In the NFT market, during periods of market boom, the proportion of washing trading ranged from 20% to 50%.

In comparison, Polymarket's average of 25% is considered "moderately high." Furthermore, Kalshi has stronger compliance and stricter KYC procedures, making the overall "authenticity" of the industry far surpass that of the early days of the cryptocurrency market. Therefore, from an industry perspective, the "inflated" prediction market is not a catastrophic problem.

In addition, differing opinions have emerged within the industry regarding the conclusions of the Columbia University study.

Former AWS engineer yassinelanda.eth offered several rebuttals after reviewing the paper.

He argues that the study has methodological limitations—its conclusions are based on a single on-chain data model, while platforms like Polymarket actually possess more complex signaling systems to identify genuine users and distribute rewards fairly. Furthermore, the study's conclusions are highly sensitive to the parameters set during analysis, and the severity of the problems it reveals may not be consistent.

He further pointed out a key characteristic of prediction markets: in this field, valuable signals are far more important than raw trading volume. Simply engaging in a "left-hand to right-hand" volume-boosting cycle cannot generate genuine profit (PNL). Today, advanced on-chain monitoring and recommendation systems can effectively distinguish between informed, genuine trading flows and market noise from market makers, bots, and self-traded transactions, and reduce the weight of the latter in recommendations and rewards.

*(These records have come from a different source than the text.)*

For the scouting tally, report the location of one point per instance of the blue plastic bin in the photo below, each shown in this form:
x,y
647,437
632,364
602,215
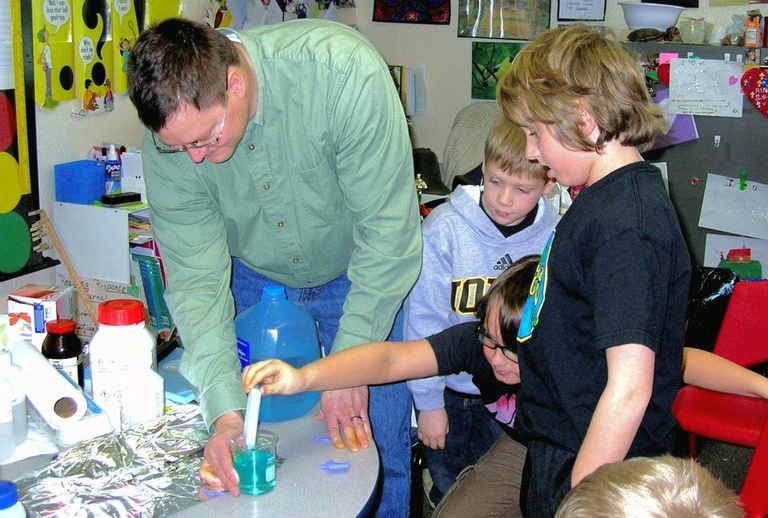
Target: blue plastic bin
x,y
80,182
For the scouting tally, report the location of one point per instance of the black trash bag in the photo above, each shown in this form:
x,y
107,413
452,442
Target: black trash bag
x,y
708,297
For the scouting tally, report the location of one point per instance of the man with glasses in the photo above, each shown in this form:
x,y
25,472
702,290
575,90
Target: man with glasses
x,y
280,155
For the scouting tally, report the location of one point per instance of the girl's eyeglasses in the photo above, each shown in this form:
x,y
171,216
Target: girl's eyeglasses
x,y
488,341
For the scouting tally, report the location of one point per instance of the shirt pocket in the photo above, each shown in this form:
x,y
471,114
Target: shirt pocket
x,y
318,194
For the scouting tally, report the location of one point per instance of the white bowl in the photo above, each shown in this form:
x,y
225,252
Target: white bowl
x,y
650,16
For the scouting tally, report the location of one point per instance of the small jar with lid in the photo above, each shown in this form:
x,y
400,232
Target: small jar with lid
x,y
63,348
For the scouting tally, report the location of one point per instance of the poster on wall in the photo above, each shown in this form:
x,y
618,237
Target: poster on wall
x,y
581,10
490,62
435,12
18,194
53,51
503,19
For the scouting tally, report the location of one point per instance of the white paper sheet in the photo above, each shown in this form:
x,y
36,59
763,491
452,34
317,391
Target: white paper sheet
x,y
705,87
728,208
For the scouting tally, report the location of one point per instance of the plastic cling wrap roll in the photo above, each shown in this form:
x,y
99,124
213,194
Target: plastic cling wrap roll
x,y
55,399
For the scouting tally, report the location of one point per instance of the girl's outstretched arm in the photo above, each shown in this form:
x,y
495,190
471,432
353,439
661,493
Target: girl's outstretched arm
x,y
368,364
706,370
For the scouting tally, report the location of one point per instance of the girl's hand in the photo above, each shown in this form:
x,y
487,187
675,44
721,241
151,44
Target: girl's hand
x,y
275,377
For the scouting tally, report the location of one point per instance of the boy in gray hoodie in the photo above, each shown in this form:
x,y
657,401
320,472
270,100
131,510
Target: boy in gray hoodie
x,y
468,242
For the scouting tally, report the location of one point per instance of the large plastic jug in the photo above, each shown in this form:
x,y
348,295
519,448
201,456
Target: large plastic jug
x,y
277,328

In his view, the core criterion for judging a prediction market should not be the easily manipulated surface data of "total trading volume," but rather:

Prediction accuracy: How accurate are the market results?

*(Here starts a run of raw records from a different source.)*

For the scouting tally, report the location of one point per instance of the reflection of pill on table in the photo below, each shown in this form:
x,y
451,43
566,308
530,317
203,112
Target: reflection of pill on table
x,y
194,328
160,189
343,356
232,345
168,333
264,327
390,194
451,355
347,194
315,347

Calibration degree: Whether the predicted probability matches the actual frequency of occurrence.

Bid-ask spreads and market depth: How good is market liquidity and how high are transaction costs?

Slippage during news events: Whether prices react quickly and smoothly to new information, rather than fluctuating wildly.

These indicators of market quality and information efficiency are the true core of measuring the value of the forecasting market.

Gambling fever resurgence: When "betting" becomes the prevailing sentiment of the times

As observed by Lydia Grant, a sociologist at the University of Chicago, "Prediction markets, in a sense, perpetuate the American belief system—allowing people to gain a false sense of control through the act of 'betting' amidst great uncertainty."

This statement accurately captures the pulse of American society today. Faced with high inflation, political polarization, and class stratification, a "gambler's mentality" is quietly becoming a common outlet for emotions. From sports betting to cryptocurrencies, and now to prediction markets, more and more Americans are entrusting their fate to probability and releasing their anxieties through betting odds.

When Wall Street giants also get involved, this trend gains both capital and institutional validation. The massive investments by institutions like ICE indicate that the mainstream financial world is viewing prediction markets as the infrastructure for next-generation "event-driven" risk pricing, rather than just a peripheral gambling game.

As SynFutures CEO Rachel Lin points out, "The real value of the prediction market lies in its ability to quantify things that traditional finance cannot price, such as policy decisions, technological breakthroughs, and geopolitical risks."

Meanwhile, Polymarket's launch of the POLY token and other initiatives have injected new momentum into the ecosystem's development. Research firm Delphi Digital believes that future predictive "terminals" integrating multi-market data and AI analysis could very well usher in a new trading arena similar to the Meme coin craze.

Of course, challenges remain. U.S. regulators are still debating the definition of "derivatives" versus "gambling," and this lingering policy cloud remains the final hurdle in predicting the market's full mainstream adoption.

However, the convergence of capital, technology, and social sentiment is irreversible. People think they are predicting the future, but they don't realize that this nationwide gamble has become the most accurate reflection of our times.